Köyü Kente Taşıyan Heybe
Köylünün
en işlevsel eşya taşıma aracı heybeydi. İple dokunan, kilim yad da halı
heybeler kolay kullanımla taşıma aracıydı. Her tür eşya yanında tahıl, kuru yemiş
yerleştirilebilirdi. Genellikle iki gözlü olur, omuza ya da binek
hayvanının üzerine atılarak taşınırdı. Tek gözlü, yana asılarak kullanılan küçük
heybeler de vardı. Bunlar altmışlı yılların başlarında bir ara İstanbul
sosyetesinde moda oldu. Anadolu’da ne kadar küçük heybe İstanbul esnafınca
alınıp lüks mağazalarda satıldı.
Bir
de aynı yıllarda Şair Şemsi Belli’nin Ankara radyosunda yaptığı Kırk Gözlü
Heybe adlı program vardı. Anadolu‘dan yerel türkülere ve öykülere yer verilen
izlence çok beğenilir, sevilerek dinlenirdi. Şemsi Belli programını bir çalgı
eşliğinde „Kırk Gözlü Heybe, bir gözünde saz, bir gözünde söz, otuz sekiz
gözünde otuz sekiz memleket havası“ tümcesi ile açardı.
Fayton
Kent
içi ulaşımda en önemli araç faytondu. Günümüzde nostaljik bir özlemle andığımız
fayton 1970’lere değin Sivas kent ulaşımında yerini korudu. Yılmaz Güney’in
1970’te Adana’da çevirdiği ünlü filmi Umut’ta faytoncu Cabbar’ın yaşamı
anlatılıyordu. Filim Adana tren garı önünde müşteri bekleye sıra sıra fayton görüntüleri ile başlıyordu. Şimdilerde taksilerin doldurduğu Adana istasyon meydanını o yıllarda faytonlar süslüyordu. 1970'lerde fayton Adana’da da yaşamını sürdürüyordu.

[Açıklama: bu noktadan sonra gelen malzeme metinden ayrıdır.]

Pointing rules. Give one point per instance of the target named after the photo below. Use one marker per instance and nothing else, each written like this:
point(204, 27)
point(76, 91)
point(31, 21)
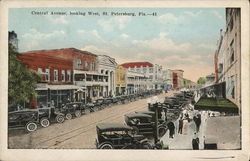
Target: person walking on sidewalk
point(180, 126)
point(171, 128)
point(195, 142)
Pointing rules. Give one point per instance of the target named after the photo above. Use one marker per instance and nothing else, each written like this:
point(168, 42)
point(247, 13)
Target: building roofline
point(82, 51)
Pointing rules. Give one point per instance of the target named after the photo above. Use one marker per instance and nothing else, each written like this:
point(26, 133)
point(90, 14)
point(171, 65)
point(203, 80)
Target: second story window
point(47, 76)
point(63, 75)
point(69, 75)
point(55, 75)
point(86, 65)
point(79, 63)
point(93, 65)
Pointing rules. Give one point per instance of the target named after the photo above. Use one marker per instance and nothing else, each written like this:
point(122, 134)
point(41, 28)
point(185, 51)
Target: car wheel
point(68, 116)
point(31, 126)
point(162, 131)
point(78, 113)
point(44, 122)
point(135, 130)
point(60, 118)
point(146, 145)
point(106, 146)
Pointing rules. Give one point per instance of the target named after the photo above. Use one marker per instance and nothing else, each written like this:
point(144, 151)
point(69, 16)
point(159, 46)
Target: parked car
point(26, 118)
point(118, 136)
point(73, 108)
point(143, 124)
point(50, 114)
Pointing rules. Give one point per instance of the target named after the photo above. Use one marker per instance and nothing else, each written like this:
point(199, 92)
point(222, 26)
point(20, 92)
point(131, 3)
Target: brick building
point(56, 85)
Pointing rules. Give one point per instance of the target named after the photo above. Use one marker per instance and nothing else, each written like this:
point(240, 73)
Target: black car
point(73, 108)
point(50, 114)
point(143, 124)
point(26, 118)
point(118, 136)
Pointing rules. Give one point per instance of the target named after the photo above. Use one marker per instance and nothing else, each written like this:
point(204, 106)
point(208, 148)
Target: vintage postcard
point(129, 80)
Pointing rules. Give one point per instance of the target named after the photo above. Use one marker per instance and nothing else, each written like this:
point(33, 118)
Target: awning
point(216, 104)
point(58, 87)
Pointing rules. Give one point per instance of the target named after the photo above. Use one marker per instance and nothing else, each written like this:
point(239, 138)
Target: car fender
point(106, 142)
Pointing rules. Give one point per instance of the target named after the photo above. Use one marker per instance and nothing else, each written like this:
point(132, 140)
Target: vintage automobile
point(26, 118)
point(119, 136)
point(50, 114)
point(73, 108)
point(143, 124)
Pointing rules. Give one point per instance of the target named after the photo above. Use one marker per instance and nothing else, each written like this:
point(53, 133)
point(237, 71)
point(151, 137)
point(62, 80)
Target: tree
point(201, 80)
point(22, 81)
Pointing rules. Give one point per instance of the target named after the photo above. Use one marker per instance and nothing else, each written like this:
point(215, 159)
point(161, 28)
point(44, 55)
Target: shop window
point(86, 65)
point(55, 75)
point(63, 75)
point(79, 63)
point(93, 65)
point(47, 76)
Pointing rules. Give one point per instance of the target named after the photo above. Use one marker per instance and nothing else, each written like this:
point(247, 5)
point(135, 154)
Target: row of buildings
point(227, 58)
point(71, 74)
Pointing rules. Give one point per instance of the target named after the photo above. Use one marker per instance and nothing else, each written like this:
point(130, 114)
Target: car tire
point(146, 145)
point(60, 118)
point(68, 116)
point(135, 130)
point(44, 122)
point(106, 146)
point(31, 126)
point(78, 113)
point(161, 131)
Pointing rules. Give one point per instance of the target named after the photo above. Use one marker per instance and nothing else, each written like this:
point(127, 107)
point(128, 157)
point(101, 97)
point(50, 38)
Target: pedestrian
point(180, 126)
point(198, 123)
point(171, 128)
point(195, 142)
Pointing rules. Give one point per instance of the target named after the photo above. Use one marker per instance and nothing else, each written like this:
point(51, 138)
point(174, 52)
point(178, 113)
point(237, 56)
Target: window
point(63, 75)
point(79, 63)
point(40, 70)
point(47, 76)
point(69, 75)
point(86, 66)
point(151, 70)
point(55, 75)
point(220, 68)
point(231, 51)
point(93, 65)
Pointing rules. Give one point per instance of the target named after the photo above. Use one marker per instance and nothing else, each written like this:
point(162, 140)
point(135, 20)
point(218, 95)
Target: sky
point(176, 38)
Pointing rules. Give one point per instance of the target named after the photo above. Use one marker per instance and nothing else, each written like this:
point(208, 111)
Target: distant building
point(167, 76)
point(120, 80)
point(151, 71)
point(13, 39)
point(177, 78)
point(56, 86)
point(107, 66)
point(210, 79)
point(228, 56)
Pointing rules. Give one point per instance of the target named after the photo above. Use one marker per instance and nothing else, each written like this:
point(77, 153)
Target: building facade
point(177, 78)
point(136, 82)
point(56, 86)
point(120, 80)
point(167, 76)
point(152, 71)
point(107, 66)
point(84, 69)
point(228, 56)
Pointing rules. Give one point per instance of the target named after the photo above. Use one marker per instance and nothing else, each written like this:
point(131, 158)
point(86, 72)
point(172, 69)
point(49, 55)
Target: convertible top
point(138, 115)
point(145, 112)
point(112, 127)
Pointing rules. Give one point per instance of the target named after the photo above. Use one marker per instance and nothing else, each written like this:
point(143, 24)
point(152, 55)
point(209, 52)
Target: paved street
point(78, 132)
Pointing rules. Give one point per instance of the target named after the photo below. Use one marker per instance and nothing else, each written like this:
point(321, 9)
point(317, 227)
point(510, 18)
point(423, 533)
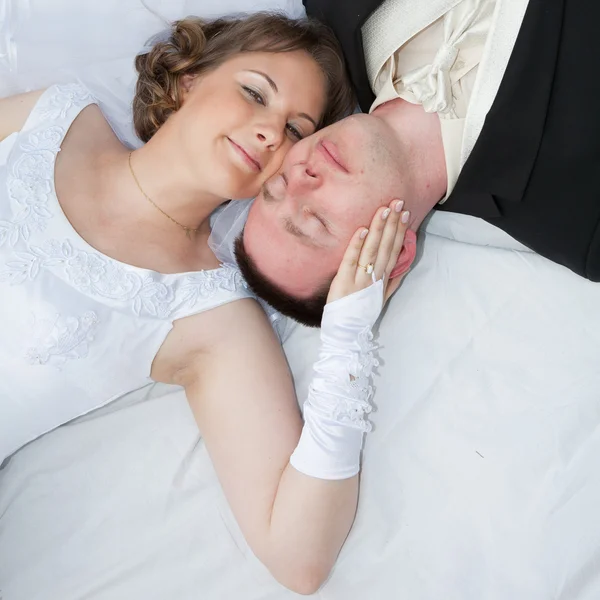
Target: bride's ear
point(407, 255)
point(186, 84)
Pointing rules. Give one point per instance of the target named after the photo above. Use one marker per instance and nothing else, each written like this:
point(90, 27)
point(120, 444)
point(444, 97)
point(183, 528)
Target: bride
point(108, 280)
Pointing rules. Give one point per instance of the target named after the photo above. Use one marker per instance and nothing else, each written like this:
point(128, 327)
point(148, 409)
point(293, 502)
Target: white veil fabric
point(227, 224)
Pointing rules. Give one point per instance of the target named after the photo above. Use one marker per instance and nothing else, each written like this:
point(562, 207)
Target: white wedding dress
point(79, 329)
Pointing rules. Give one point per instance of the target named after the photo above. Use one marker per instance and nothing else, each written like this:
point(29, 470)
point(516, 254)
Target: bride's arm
point(293, 490)
point(14, 111)
point(243, 399)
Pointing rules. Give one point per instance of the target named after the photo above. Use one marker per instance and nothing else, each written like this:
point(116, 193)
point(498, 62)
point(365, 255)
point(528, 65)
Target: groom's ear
point(407, 255)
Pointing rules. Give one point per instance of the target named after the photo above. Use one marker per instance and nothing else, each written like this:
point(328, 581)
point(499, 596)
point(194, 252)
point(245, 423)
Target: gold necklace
point(188, 230)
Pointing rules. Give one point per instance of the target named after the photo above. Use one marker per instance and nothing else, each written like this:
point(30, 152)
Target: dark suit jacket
point(535, 169)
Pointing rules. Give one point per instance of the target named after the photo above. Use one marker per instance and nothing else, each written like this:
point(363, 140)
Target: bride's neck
point(161, 176)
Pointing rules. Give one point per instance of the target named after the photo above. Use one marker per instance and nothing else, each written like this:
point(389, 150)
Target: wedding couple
point(109, 277)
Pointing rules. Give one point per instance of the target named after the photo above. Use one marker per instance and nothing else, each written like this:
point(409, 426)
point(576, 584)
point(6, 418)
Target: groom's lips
point(331, 154)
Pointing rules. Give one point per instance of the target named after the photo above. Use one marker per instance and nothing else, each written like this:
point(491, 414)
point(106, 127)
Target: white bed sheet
point(480, 479)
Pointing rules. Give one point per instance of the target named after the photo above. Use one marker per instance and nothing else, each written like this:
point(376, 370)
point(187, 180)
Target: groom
point(484, 105)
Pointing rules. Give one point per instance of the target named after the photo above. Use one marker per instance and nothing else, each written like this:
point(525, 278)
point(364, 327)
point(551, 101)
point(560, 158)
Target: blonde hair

Sivas yaşamında kabadayılar,
zenginler, gösteriş düşkünü gençler, rahatça yaya gidilebilecek yerlere
bile faytonla gidip hava atarlardı. Hele kabadayıların yaşamında faytonların
ayrı bir yeri vardı. En gösterişli faytonları seçerlerdi. Onların bindikleri özel faytonlar olurdu. O faytonlara dostlarını yanlarına alıp sinemaların localarına
kurulurlardı.
Düğünlerde faytonlar kiralanır, topluca şehir içinde turlar atılırdı. Çocuklar faytonların arkasına tutunup binerek eğlenmeyi severlerdi. Başka çocuklar bu asalak binişi „yağlı, yağlı“ sözleri ile faytoncuya söylerler, faytoncu kamçıyı faytonun arkasına sallayarak çocuğu kovalardı.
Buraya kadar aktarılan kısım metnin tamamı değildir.